It’s 5 p.m. on a Monday. It’s 33 degrees, you just got out of three back-to-back classes, and somehow it’s already dark out. You envision your destination, the promised land. It’s Cockroach City and black mold mecca: South Campus.
You launch a text in your suite’s group chat to call the first shower. Let ‘em know who’s boss. You finally reach Crusty Craige, or perhaps Hinton James, and you jab a numb finger into the elevator button. One elevator isn’t working, and the other drops you to the basement before it goes up, so the extra long wait only builds the pent-up excitement for a scorching hot shower.
You get to your suite, fumbling with your keys, forgetting again which one unlocks the outside door and which unlocks your room. You swing the door open, strut down the hallway to the bathroom and crank that glorious shower on.
After one of the coldest days of the month, you step in and imagine the blistering water that’s about to hit your skin. Just as your head ducks under the showerhead, a stream of water straight from Antarctica smacks you across the face. Then you remember, you haven’t had hot water in months.
You have been transformed into a UNC athlete. Custom Tar Heel Nikes? No. Big blue winter trench coat? Also no. But an ice bath shower? Oh, yes. You’re practically a student athlete now with none of the benefits!

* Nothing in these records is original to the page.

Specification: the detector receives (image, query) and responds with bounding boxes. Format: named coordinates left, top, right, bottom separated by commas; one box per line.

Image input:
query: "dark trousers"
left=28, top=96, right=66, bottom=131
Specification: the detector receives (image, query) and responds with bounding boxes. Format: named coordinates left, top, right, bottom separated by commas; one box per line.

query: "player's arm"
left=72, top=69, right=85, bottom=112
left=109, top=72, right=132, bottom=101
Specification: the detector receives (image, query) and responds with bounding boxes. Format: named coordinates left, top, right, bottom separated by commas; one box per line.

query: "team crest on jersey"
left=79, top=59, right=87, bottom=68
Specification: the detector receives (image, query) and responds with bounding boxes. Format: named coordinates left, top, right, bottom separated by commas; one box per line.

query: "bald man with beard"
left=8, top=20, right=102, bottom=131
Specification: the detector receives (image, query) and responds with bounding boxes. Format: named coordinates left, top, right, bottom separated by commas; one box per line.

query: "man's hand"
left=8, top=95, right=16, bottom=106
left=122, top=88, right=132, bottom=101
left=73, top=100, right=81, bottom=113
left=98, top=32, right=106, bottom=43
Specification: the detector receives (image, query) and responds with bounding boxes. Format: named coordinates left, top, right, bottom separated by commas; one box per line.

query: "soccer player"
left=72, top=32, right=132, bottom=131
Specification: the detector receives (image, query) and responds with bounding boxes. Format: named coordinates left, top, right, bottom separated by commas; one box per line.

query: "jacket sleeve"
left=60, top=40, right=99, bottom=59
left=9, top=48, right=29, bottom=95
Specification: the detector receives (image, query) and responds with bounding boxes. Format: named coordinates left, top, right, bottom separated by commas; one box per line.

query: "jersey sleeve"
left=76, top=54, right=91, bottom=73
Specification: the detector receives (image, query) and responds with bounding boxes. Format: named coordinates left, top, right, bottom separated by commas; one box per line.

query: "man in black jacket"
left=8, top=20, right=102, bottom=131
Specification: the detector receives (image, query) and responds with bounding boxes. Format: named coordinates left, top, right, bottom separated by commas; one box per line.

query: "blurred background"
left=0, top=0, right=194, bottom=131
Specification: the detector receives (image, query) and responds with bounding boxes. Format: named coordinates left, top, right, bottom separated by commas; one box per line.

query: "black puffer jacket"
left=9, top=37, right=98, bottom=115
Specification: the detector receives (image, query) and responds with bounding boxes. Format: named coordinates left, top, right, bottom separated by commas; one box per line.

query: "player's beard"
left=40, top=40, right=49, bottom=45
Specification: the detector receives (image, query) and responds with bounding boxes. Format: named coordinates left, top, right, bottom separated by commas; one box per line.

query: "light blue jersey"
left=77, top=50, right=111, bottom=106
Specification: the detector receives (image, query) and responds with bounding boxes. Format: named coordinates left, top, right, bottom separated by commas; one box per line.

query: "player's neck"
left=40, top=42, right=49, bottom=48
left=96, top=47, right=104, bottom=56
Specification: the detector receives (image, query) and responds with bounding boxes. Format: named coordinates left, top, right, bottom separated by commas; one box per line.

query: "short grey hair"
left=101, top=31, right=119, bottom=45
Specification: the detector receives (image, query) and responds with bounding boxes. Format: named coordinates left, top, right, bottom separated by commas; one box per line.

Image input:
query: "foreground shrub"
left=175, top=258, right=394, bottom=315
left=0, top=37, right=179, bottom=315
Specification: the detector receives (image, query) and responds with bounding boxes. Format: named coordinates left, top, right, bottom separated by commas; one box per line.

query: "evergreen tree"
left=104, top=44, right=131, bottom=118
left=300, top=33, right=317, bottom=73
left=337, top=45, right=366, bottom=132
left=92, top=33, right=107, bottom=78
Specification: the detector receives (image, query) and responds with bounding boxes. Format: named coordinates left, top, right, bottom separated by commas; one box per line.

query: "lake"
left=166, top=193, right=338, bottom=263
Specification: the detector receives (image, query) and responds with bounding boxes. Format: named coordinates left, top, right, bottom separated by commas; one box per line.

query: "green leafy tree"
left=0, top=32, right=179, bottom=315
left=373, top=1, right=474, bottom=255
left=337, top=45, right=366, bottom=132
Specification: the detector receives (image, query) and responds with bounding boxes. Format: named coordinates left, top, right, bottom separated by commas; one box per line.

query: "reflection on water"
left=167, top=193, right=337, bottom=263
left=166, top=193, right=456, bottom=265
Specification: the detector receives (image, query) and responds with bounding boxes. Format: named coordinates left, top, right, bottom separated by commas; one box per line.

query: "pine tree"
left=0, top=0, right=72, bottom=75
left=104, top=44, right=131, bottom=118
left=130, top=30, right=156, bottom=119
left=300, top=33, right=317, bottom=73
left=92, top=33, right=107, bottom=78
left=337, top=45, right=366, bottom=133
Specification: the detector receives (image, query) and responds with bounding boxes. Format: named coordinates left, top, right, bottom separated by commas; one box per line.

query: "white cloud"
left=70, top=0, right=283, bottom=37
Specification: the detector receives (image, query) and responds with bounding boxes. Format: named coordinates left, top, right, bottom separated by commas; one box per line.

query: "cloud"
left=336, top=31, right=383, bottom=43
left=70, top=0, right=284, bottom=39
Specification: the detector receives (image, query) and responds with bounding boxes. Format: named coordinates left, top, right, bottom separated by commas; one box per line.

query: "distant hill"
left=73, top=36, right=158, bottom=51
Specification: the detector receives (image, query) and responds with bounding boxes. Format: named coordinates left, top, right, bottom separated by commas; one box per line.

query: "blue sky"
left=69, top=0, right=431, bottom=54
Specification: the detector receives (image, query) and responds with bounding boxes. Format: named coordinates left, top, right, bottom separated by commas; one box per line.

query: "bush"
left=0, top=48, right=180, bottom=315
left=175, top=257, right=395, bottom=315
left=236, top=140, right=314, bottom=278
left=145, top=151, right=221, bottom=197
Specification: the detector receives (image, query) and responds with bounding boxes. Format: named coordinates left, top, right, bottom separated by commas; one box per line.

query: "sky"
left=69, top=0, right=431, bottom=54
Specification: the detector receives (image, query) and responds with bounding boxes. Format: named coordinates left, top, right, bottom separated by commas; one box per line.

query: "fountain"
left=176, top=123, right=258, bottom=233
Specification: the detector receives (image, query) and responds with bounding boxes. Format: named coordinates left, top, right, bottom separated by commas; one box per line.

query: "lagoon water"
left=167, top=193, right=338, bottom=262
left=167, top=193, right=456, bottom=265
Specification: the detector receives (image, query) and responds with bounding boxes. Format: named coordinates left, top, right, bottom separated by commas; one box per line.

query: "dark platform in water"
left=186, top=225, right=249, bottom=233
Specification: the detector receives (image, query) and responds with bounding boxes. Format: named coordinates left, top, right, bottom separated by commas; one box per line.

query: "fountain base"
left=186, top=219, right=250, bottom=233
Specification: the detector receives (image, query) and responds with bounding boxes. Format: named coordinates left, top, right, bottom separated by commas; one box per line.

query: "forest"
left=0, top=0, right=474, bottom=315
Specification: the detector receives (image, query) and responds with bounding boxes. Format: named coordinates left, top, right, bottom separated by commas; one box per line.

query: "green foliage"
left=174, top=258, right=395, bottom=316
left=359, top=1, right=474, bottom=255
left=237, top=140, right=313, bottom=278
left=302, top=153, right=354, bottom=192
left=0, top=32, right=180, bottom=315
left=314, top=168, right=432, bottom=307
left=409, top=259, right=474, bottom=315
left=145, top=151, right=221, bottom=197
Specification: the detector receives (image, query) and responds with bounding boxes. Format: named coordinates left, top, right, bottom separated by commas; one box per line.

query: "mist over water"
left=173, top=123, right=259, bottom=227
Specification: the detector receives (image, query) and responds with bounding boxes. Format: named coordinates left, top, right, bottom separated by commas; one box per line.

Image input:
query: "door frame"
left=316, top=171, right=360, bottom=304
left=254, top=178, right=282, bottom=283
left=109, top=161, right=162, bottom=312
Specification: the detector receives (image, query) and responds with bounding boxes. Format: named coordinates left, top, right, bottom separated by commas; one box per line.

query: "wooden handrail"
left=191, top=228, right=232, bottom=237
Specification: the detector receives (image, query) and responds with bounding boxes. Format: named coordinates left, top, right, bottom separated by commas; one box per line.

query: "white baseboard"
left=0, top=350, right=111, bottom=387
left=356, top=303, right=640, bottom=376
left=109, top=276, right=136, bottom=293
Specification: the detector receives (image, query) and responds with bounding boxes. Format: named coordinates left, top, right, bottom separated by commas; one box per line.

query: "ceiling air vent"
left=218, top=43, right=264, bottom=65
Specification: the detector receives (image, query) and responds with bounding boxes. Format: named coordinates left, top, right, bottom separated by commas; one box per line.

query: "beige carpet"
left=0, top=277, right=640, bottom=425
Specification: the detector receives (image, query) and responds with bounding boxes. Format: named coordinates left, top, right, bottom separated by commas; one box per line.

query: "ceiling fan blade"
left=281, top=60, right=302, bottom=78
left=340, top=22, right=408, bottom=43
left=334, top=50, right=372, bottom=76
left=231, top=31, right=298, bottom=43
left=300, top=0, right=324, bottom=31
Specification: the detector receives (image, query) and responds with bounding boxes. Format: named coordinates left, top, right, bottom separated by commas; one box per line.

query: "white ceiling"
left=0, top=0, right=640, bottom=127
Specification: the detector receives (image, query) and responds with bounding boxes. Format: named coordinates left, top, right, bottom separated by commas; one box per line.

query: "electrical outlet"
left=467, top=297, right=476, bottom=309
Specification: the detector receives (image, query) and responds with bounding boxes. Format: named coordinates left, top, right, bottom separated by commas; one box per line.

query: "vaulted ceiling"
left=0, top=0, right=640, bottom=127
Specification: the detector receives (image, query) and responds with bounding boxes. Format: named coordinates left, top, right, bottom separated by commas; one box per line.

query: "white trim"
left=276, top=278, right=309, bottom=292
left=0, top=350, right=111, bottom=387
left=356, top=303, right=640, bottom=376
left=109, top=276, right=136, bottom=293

Instead of cursing Carolina Housing — an angel that can do no wrong — you curse your upstairs neighbors and the rest of the building. After all, they’re the ones who used up all of your hot water.
Someone above you is showering in the Arctic tundra, too. They cope by singing “Dancing on My Own” by Calum Scott, which you can hear through the leaky, rusted pipes that dangle above your poor wet head. The slightly pitchy rendition brings both of you together. The intimacy makes the icy shower just a tad bit warmer.
You take the shower handle and try to shove it further towards the “hot” symbol, and then you accidentally rip it off. You stare at it in your hand as glacial water slides down your back. Your left elbow accidentally touches the side of the shower. You scream and glance around the almost pitch-black stall, unable to see the mold that you know is hiding there.
As you attempt to shave shivering goose bumped legs, the smell of sulfur emerges from the drain. Anyone in a South Campus residence hall knows this is your sign to get out of the anti-sauna soon.